En route to Rome, Pedro's ship is hit by a tsunami from the volcanic eruption but it survives. Then they get to the Vatican where Pedro meets a family called the Riveras, the son of whom, Silvio, is a cardinal who is in the Pope's circle, as well as part of the Pontifical Commission. Pedro sees the daughter, Maria, is sick with terminal pancreatic cancer and cures her with his powers. Silvio is disillusioned and dismayed at Pedro's power and tries to kill Pedro because "there can only be one Saviour" and it is not him, but Pedro saves himself by vomiting out the poison the priest used. Silvio dies, having poisoned himself for being unable to kill someone and live, but Pedro survives.

The twenty-five doors are locked with a supernatural power that kills whoever tries to work them. Scott works this out and manages to work a way around it. But first, the chairman of Nightrise wants him to betray Matt. He puts it as a choice between wealth or suffering. Meanwhile, the World Army, led by Commander Cain, that has arrived in Antarctica, decides to launch an attack on the Old Ones, despite Matt advising otherwise. This ends in more than half the Army being massacred, and the rest are only saved when Matt creates a chasm in the ice. Scott then summons Matt to Skua Bay, where the betrayal is carried out. Before the Old Ones come and take Matt and Richard away, Matt tells Scott that it was never his role to save the world, but it was actually Scott's.

Jamie receives the signal that Matt had promised in the dreamworld, saying that the doors are about to open. He and Holly manage to get to the door in St. Meredith's after surviving an attack by the giant spider. Pedro escapes and meets a good-hearted janitor called Leo Tasso who takes him to a door in the Vatican, which Pedro wants to use to get to Oblivion, the Old Ones' palace, in Antarctica.

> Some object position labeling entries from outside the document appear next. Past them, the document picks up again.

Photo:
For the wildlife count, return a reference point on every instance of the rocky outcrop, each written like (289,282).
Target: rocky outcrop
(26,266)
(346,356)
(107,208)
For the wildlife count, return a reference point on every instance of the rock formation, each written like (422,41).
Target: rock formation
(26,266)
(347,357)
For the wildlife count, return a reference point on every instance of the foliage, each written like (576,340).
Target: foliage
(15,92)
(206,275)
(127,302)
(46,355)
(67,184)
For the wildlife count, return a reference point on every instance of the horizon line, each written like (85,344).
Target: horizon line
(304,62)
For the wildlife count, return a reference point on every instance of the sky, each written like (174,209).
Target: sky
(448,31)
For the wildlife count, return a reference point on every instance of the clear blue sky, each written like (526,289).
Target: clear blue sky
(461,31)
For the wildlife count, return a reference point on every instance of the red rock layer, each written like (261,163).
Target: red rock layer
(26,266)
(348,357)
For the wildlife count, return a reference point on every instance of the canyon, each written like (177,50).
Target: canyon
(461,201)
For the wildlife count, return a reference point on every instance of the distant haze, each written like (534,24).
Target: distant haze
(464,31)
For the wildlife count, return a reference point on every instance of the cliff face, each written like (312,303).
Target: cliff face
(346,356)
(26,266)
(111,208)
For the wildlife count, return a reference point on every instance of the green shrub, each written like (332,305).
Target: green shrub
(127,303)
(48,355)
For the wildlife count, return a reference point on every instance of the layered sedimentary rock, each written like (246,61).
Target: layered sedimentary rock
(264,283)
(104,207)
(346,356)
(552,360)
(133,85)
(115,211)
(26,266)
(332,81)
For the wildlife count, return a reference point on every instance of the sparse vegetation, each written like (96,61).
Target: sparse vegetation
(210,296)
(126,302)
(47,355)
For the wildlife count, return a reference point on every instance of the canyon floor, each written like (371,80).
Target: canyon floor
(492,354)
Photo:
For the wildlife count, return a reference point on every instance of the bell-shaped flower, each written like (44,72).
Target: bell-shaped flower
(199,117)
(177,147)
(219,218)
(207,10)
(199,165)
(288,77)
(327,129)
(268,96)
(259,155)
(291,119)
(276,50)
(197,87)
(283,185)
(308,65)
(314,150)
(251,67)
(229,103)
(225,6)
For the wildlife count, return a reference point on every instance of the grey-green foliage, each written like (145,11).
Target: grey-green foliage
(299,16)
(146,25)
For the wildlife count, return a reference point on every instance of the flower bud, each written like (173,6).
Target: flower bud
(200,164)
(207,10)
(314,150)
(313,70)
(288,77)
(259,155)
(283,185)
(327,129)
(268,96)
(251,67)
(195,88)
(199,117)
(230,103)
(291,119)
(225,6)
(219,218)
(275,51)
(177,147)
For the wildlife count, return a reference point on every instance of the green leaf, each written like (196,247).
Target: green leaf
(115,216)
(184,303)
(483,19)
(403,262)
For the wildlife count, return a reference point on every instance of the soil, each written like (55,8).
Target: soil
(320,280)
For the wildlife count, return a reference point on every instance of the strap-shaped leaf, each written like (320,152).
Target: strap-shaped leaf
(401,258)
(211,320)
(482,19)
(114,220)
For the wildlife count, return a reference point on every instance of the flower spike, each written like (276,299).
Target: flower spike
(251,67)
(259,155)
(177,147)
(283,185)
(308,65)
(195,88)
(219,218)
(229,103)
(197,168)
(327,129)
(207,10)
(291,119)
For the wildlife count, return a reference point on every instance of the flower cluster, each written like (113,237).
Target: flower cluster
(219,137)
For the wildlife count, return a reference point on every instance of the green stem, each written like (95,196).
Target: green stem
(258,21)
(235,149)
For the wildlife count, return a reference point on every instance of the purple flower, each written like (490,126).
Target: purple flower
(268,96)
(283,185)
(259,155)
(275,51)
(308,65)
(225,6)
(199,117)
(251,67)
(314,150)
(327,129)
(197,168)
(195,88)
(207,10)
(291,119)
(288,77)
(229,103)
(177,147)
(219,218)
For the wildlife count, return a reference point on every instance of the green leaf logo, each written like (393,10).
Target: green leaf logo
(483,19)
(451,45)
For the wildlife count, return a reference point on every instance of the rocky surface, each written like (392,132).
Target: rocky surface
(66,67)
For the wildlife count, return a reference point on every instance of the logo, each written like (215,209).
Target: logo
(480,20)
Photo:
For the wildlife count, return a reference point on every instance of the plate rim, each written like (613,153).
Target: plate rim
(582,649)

The Old Ones crucify Matt and lacerate him and then summon Richard to say goodbye, before killing him in front of Matt. Richard now understands why he was given the magical Incan 'tumi' knife and kills Matt with it to end his pain. This not only sets the sky on fire but it causes a great earthquake that kills the chairman and many of the Old Ones' servants watching Matt's torture. Meanwhile, Scott is being beaten by Jonas, seeking revenge for earlier, as well as revealing that the Old Ones never wanted him, but Lohan kills Jonas. Scott opens the doors, but the electrical power inside the lock proves fatal to him. The doors open and Jamie, Holly, and Pedro arrive in Oblivion. Scott manages to say goodbye to Jamie before dying in his arms.

The Old Ones converge on Scarlett, Pedro, and Jamie, thinking this is their victory, and Chaos himself, the King of the Old Ones, appears. But the version of Matt from the past and Flint, Scott's past form, arrive to fight Chaos. All the Five are together at last and they plunge their swords into Chaos, killing him. The ground splits open and a chasm into space is revealed into which a third gate forms and all the Old Ones are banished into it, as well as some nuclear missiles which the human resistance has unleashed. With evil gone, apparently for good, the Five leave for the dream world, their victory complete. They find the dreamworld is now full of colour and life. Richard, Holly, and Lohan return to the resistance which is victorious and they set back home to England. Lohan goes off to the East looking for the Triads. Holly, Richard, and the Traveller go to a new village and settle there. The world begins repairing itself and things start to get better.

== Relation to the Pentagram series ==

Unlike the previous entries in the Power of Five series, this book is unique in that it isn't a rewrite of one of Horowitz's previous Pentagram novels. Despite that, Horowitz revealed in 2012 that he'd planned the ending thirty years prior to the writing and publication of Oblivion, which was when he was originally writing the Pentagram series.